A machine-learning method discovered a hidden clue in people’s language predictive of the later emergence of psychosis –-i.e., the frequent use of words associated with sound. A paper published by the Nature-published journal npj Schizophrenia published the findings by scientists at Emory University and Harvard University online on June 13, 2019. The open-access article is titled “A machine learning approach to predicting psychosis using semantic density and latent content analysis.” The researchers also developed a new machine-learning method to more precisely quantify the semantic richness of people’s conversational language, a known indicator for psychosis. Their results show that automated analysis of the two language variables — more frequent use of words associated with sound and speaking with low semantic density, or vagueness — can predict whether an at-risk person will later develop psychosis with 93 percent accuracy.
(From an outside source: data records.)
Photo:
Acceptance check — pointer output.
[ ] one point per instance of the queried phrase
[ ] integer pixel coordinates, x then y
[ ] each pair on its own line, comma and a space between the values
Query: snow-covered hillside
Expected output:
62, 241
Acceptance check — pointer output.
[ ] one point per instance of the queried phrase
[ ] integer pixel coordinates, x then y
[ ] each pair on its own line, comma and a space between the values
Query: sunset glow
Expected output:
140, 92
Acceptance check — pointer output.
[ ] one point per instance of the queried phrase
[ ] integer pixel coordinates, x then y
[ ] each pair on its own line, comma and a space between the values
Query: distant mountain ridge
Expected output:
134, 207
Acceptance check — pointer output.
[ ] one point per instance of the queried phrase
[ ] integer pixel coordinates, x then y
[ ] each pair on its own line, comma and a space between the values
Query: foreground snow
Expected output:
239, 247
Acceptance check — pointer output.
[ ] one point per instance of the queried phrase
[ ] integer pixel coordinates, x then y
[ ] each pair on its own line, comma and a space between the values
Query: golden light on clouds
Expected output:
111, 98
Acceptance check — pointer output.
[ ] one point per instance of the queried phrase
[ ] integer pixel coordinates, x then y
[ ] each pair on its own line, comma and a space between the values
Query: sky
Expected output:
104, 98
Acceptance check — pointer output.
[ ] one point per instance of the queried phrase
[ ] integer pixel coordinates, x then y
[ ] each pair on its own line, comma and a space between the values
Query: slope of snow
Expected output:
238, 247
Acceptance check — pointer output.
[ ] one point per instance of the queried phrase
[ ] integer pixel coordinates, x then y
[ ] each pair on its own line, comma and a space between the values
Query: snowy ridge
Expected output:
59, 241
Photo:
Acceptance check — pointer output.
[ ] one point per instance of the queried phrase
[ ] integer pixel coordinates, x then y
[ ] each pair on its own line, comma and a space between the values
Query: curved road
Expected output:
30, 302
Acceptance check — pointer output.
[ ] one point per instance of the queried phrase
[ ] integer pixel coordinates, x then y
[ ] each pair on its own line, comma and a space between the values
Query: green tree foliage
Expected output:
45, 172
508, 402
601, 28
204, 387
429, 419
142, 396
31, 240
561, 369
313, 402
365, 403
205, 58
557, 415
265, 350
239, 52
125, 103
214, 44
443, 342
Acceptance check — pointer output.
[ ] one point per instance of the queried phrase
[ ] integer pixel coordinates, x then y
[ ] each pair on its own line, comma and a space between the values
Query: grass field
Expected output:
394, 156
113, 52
Even trained clinicians had not noticed how people at risk for psychosis use more words associated with sound than the average, although abnormal auditory perception is a pre-clinical symptom. “Trying to hear these subtleties in conversations with people is like trying to see microscopic germs with your eyes,” says Neguine Rezaii, MD, first author of the paper. “The automated technique we’ve developed is a really sensitive tool to detect these hidden patterns. It’s like a microscope for warning signs of psychosis.” Dr. Rezaii began work on the paper while she was a resident at Emory School of Medicine’s Department of Psychiatry and Behavioral Sciences. She is now at fellow in Harvard Medical School’s Department of Neurology.